During the Second World War, Bruce worked as a cleaner in Brompton Hospital and volunteered as a fire watcher. She helped to unite the community during this period and wrote to her family in Guyana to ask if food parcels could be sent over to help alleviate the effect of rationing. A "great big box arrived, full of food" courtesy of her dad's brother in Guyana. Bruce then wrote back requesting more food parcels be sent.

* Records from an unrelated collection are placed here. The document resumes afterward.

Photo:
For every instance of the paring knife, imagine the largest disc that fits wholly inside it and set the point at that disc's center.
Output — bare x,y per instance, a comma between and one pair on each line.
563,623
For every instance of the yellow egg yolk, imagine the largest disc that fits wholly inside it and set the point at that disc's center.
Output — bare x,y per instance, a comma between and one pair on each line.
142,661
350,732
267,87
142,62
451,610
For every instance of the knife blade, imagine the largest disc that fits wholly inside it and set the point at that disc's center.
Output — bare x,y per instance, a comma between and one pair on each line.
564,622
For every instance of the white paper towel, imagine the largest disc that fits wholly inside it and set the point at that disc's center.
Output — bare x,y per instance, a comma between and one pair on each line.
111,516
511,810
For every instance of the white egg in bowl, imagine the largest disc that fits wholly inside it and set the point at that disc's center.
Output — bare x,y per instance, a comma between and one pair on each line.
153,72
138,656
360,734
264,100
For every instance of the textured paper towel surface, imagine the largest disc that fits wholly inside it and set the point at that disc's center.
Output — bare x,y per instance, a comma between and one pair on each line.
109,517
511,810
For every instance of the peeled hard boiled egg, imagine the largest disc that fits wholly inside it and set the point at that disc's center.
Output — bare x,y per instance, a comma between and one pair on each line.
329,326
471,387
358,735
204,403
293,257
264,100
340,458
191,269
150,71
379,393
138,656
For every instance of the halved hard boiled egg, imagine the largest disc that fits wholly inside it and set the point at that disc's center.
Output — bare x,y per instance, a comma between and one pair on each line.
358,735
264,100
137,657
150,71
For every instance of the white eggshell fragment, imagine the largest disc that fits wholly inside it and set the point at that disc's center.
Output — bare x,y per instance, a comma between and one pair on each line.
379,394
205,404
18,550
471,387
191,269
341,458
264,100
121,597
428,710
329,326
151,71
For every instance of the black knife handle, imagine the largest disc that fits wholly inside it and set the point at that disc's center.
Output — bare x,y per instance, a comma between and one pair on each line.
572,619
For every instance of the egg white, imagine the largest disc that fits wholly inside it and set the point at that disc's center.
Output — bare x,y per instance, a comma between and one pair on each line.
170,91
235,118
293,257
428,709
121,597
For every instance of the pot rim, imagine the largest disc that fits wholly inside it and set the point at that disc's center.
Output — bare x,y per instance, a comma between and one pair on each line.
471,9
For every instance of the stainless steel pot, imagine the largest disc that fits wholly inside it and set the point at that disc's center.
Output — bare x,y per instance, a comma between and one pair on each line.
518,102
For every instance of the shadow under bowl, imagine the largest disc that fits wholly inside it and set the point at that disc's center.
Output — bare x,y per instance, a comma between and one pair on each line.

After the war, Bruce continued to work at Brompton Hospital as a seamstress in the linen room until 1956, before working for a curtain manufacturer in Fulham. Bruce adapted easily to life in post-war Britain but admitted that racism was still very much an issue in the years that followed despite the new increasingly multi-cultural society the arrival of the first Caribbean settlers to the United Kingdom on the Empire Windrush in 1948 helped usher in. Of the Notting Hill race riots of 1958, she recorded:
"It was a terrible time for black people. I didn't think anything like that would ever happen in this country. Afterwards I noticed a change in some white people.... if they'd stopped Enoch Powell and the National Front right at the beginning they wouldn't have got a hold’".Bruce retired in 1972, but she continued working as a seamstress until her failing eyesight caused her to finally stop at the age of seventy-four.
In 1991, Fulham and Hammersmith's Ethnic Communities Oral History Project published her autobiography, Aunt Esther's Story. Co-authored with her adopted nephew Stephen Bourne, it was the first book to document the life of a black working-class woman in Britain.[6]
For this, Bourne and Bruce were nominated for the Arts Council of Great Britain's Raymond Williams Prize for Community Publishing. Photographs from the book were included as part of the Museum of London's The Peopling of London exhibition that toured around various venues in London, including the Black Cultural Archives in Brixton.
The writer Simon Reade described Bruce's story as:
"A personal yet archetypal chapter in the history of working-class London, one which is usually overlooked in the grand catalogue of great men. It should inspire young people to explore the thoughts and observations of an older generation of family and friends, thus discovering shared experiences throughout our multi-racial, culturally diverse metropolis".
Bruce died at the Chelsea and Westminster Hospital on 17 July 1994. Her ashes were scattered on her parents' unmarked grave in Fulham Cemetery.
In 2020, Stephen Bourne included Bruce in his book Under Fire - Black Britain in Wartime 1939-45 (The History Press).